In 2005, Mike Trevino, a well known endurance athlete, competed in the Race Across America. In this race, athletes attempt to cross the country by road bicycle as quickly as possible. In order to win, athletes have learned to operate on a bare-minimum of sleep, perhaps only one to two hours at a time. Mike completed the race in eight days racking up a cumulative sleep time between ten and eleven hours for the whole eight day period. In his interview on Peter Attia’s podcast, Mike describes the process.
He explains that he tries to sleep for a single REM (rapid eye movement) sleep cycle and wake up immediately at the end of the REM cycle. The typical duration from onset of sleep to completion of the first REM cycle is roughly one-hundred minutes (Gillberg and Åkerstedt 1991). To time this perfectly, he learned from another athlete to have his wife watch his eye movements while he slept and to wake him up as soon as they stop moving. The idea is to wake up just at the end of REM sleep, when sleep is the lightest. This allows you to feel reasonably awake, whereas awakening in the middle of deep slow-wave sleep results in feeling groggy.
In this particular year (I am not sure if it was 2004 or 2005), he had slept less than two hours by day six or seven of the race. He says this in reference to his support team who followed him in a van,
I thought they were spies. I was truly delusional, and I was paranoid. I would try to get away from them, and I kept racing away from them, and they’re still following me, and they’re turning where I’m turning…and finally I decided to get off the highway, and I’m in a cemetery in the middle of nowhere and I hold up my bike, it’s all I had to protect myself, in between me and my crew, and they followed me…this van is here and they get out, and I’m like what are you doing?
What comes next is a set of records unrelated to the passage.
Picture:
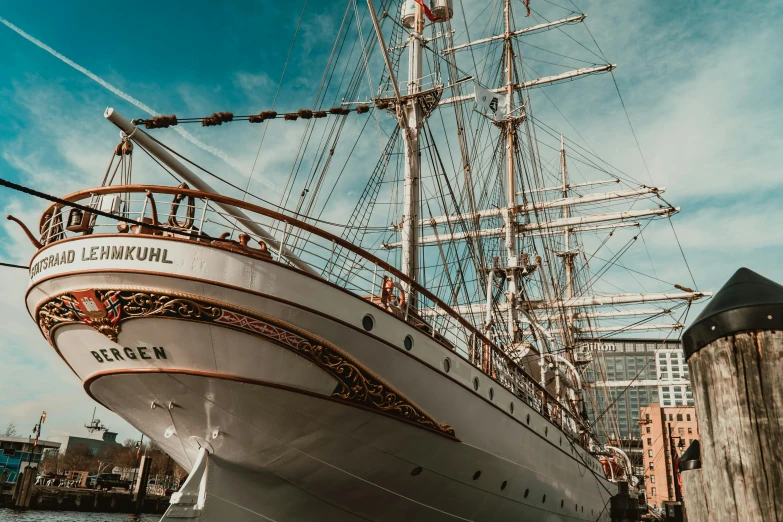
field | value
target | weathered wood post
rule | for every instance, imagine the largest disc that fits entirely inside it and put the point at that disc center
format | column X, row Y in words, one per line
column 140, row 488
column 693, row 494
column 735, row 354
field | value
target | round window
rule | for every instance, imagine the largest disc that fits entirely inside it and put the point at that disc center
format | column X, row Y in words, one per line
column 368, row 322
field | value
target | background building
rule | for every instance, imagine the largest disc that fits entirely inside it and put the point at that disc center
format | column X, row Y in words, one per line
column 17, row 453
column 624, row 375
column 629, row 374
column 659, row 470
column 93, row 444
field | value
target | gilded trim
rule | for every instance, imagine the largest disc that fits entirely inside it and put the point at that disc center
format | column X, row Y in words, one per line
column 106, row 310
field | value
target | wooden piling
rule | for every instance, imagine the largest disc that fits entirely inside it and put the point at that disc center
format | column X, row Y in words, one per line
column 694, row 497
column 735, row 355
column 24, row 487
column 140, row 488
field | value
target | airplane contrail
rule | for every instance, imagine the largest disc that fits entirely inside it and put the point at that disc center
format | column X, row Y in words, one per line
column 125, row 96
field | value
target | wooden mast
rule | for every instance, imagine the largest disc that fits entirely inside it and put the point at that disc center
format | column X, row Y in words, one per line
column 410, row 127
column 510, row 219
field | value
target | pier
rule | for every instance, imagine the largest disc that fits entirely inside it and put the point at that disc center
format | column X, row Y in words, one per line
column 79, row 499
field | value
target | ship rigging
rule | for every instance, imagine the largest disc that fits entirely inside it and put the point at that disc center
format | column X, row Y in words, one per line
column 506, row 267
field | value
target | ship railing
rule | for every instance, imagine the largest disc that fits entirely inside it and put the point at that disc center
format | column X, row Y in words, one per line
column 192, row 215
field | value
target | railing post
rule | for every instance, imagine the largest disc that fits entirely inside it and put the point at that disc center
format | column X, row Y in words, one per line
column 330, row 264
column 203, row 216
column 282, row 242
column 51, row 224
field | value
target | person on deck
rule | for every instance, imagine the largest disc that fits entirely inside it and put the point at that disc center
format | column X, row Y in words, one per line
column 387, row 287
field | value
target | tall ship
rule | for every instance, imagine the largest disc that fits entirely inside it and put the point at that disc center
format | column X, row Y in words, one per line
column 399, row 332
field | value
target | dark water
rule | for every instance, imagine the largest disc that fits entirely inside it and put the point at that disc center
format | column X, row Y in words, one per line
column 8, row 515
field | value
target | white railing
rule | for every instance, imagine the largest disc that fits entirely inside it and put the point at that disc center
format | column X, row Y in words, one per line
column 189, row 214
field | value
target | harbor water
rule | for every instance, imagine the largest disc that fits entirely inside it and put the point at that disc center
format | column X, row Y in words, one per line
column 9, row 515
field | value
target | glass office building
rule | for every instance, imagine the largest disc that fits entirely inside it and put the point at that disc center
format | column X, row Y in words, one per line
column 18, row 453
column 623, row 375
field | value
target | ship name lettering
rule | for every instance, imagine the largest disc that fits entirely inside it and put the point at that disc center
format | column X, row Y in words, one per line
column 65, row 257
column 100, row 253
column 146, row 353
The cognitive dysfunction is severe and obvious in such marked cases of sleep deprivation, but the sleep research literature is filled with studies of memory, cognition, and reaction time studies on much milder sleep deprivation. Consider for instance studies demonstrating delayed reaction times and inappropriate line-crossings in drivers who slept only two hours versus eight hours (Coco et al. 2019). There is certainly inter-individual variability in the response to sleep deprivation, but it’s incontrovertible that obtaining adequate sleep is essential.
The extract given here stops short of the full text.